Speaking today at the first economic meeting of Cabinet for the 13th Parliament, he did not mice his words about wanting to take Botswana forward. The country is currently dealing with an economic meltdown, with fears that government is broke and may even fail to pay salaries for civil servants. “We will have to take painful decision in the short term,” Boko told those in attendance who included accounting officers, Ministers, Permanent Secretaries and Chief Executive Officers of parastatals, asking them to make a better Botswana. “We must be bold where boldness is called for,” he added. According to the President, in order to come out of the abyss there is a need to device strategies that can turn around the fortunes. Boko said this new strategy will led by the Vice President and Minister Finance, Ndaba Gaolathe. “We will quarrel fiercely on where this country ought to be. The real question we have to grapple with today is how we get to where we ought to be. We need to have strategy and that strategy itself must be informed by a vision because strategy without vision is a bridge to nowhere,” the President said.

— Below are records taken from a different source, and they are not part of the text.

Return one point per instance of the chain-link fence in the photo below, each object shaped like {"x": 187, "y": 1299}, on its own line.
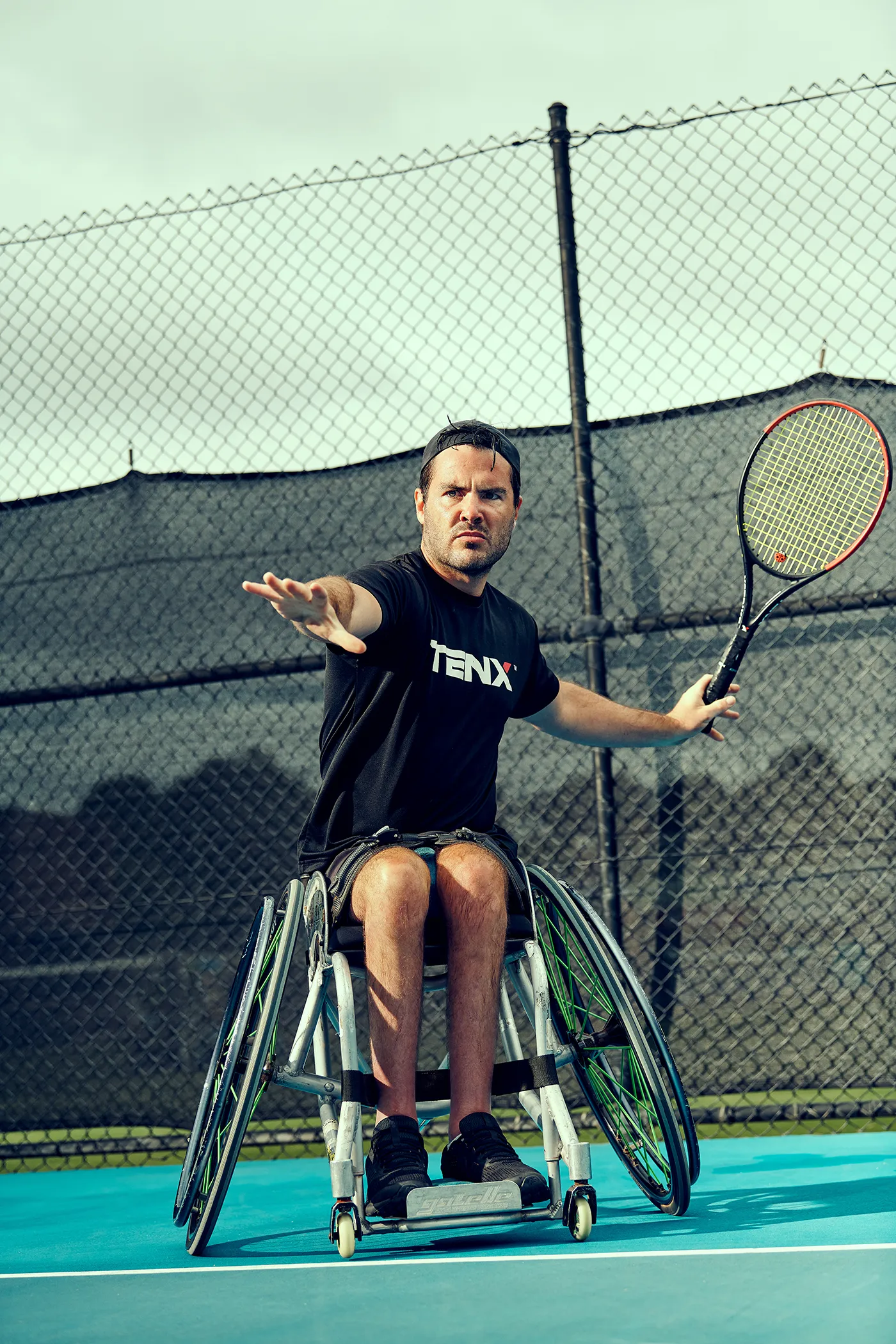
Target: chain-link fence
{"x": 198, "y": 393}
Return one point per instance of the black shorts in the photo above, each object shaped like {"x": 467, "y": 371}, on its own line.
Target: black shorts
{"x": 343, "y": 868}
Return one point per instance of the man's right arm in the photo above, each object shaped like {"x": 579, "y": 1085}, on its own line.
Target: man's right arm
{"x": 330, "y": 609}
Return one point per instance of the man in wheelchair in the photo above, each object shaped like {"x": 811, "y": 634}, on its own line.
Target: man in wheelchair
{"x": 425, "y": 664}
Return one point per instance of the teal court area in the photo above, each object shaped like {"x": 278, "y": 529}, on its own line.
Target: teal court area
{"x": 786, "y": 1238}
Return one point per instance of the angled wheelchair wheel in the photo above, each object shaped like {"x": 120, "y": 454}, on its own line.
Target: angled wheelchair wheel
{"x": 593, "y": 1011}
{"x": 225, "y": 1057}
{"x": 241, "y": 1069}
{"x": 653, "y": 1032}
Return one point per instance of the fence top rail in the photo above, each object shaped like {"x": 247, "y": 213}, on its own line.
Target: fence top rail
{"x": 404, "y": 164}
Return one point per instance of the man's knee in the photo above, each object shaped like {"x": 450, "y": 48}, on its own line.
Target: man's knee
{"x": 392, "y": 888}
{"x": 473, "y": 886}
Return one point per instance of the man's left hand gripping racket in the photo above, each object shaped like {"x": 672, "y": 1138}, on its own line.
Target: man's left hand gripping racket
{"x": 812, "y": 491}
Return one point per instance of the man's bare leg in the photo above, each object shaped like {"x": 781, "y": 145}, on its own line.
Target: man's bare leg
{"x": 391, "y": 897}
{"x": 472, "y": 886}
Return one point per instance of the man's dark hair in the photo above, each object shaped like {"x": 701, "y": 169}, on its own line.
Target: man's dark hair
{"x": 473, "y": 435}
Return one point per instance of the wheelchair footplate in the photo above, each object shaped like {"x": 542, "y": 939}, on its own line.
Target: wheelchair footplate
{"x": 449, "y": 1204}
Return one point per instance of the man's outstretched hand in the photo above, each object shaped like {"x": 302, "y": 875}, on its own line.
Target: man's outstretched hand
{"x": 309, "y": 608}
{"x": 692, "y": 714}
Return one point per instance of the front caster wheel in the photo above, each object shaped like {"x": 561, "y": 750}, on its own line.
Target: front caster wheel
{"x": 580, "y": 1222}
{"x": 346, "y": 1235}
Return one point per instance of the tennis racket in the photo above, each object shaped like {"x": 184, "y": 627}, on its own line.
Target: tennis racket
{"x": 812, "y": 491}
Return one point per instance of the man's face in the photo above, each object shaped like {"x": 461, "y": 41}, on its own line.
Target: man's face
{"x": 469, "y": 513}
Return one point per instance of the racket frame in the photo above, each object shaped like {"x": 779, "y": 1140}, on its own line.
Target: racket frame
{"x": 748, "y": 627}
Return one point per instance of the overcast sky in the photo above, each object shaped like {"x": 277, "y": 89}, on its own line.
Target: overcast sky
{"x": 106, "y": 102}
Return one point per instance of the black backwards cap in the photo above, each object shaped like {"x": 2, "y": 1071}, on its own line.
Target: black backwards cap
{"x": 474, "y": 433}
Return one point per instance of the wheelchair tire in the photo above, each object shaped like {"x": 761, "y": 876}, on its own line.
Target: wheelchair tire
{"x": 254, "y": 1046}
{"x": 614, "y": 1065}
{"x": 652, "y": 1030}
{"x": 223, "y": 1060}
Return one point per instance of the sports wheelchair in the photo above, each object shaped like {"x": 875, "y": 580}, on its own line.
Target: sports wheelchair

“We need to map out strategies that should take us far. The ways in which we have done things quite clearly haven't worked or as we thought they would. There is absolutely no doubt, if they had worked we would not be where we are, there have been failings and shortcomings. We are responsible all of us, on some shape or form. “If there is a failure it's a collective failure we have failed this Republic, there is absolutely no doubt about this. We therefore call upon all of us who engineered this failure to engineer a different outcome,” he added. The President noted further that the gathering was therefore an endeavor to re-engineer the society.
He said, “This is what we are here to try and do in relation to our present predicaments. We may not be able to direct the wind. That is why we are all here; otherwise there is no absolute justification why we hold these positions. We need to do this to re engineer our society, poverty is a violation of human rights. “We have failed Batswana in the manner we have done things, and in the manner we have conducted ourselves. We now begin to atone, first by acknowledging firstly that we failed them.” Boko’s warning comes at a time when many voters are worried that the Umbrella for Democratic Change (UDC) is not doing enough since dislodging Botswana Democratic Party (BDP) from its 58-year rule. Many people from across political divide, especially those who voted for the UDC, had expected heads to start rolling with multiple senior officials fired, reassigned or even relieved of their duties. Following today’s gathering, it remains to be seen whether the President’s warning could mean that there will be changes in top positions. When the UDC formed government following the 2024 General Election, there were expectations that those who held senior positions in government would be sent home right away to allow the new administration to review staffing as it aligned its priorities.
However, Boko allegedly opined that the mass firing of political appointees across government would be a waste of taxpayers' money and would not improve the day-to-day lives of Batswana who voted for the UDC. Others argued that rushed moves could have ended up raising legal and constitutional questions that could take years to resolve.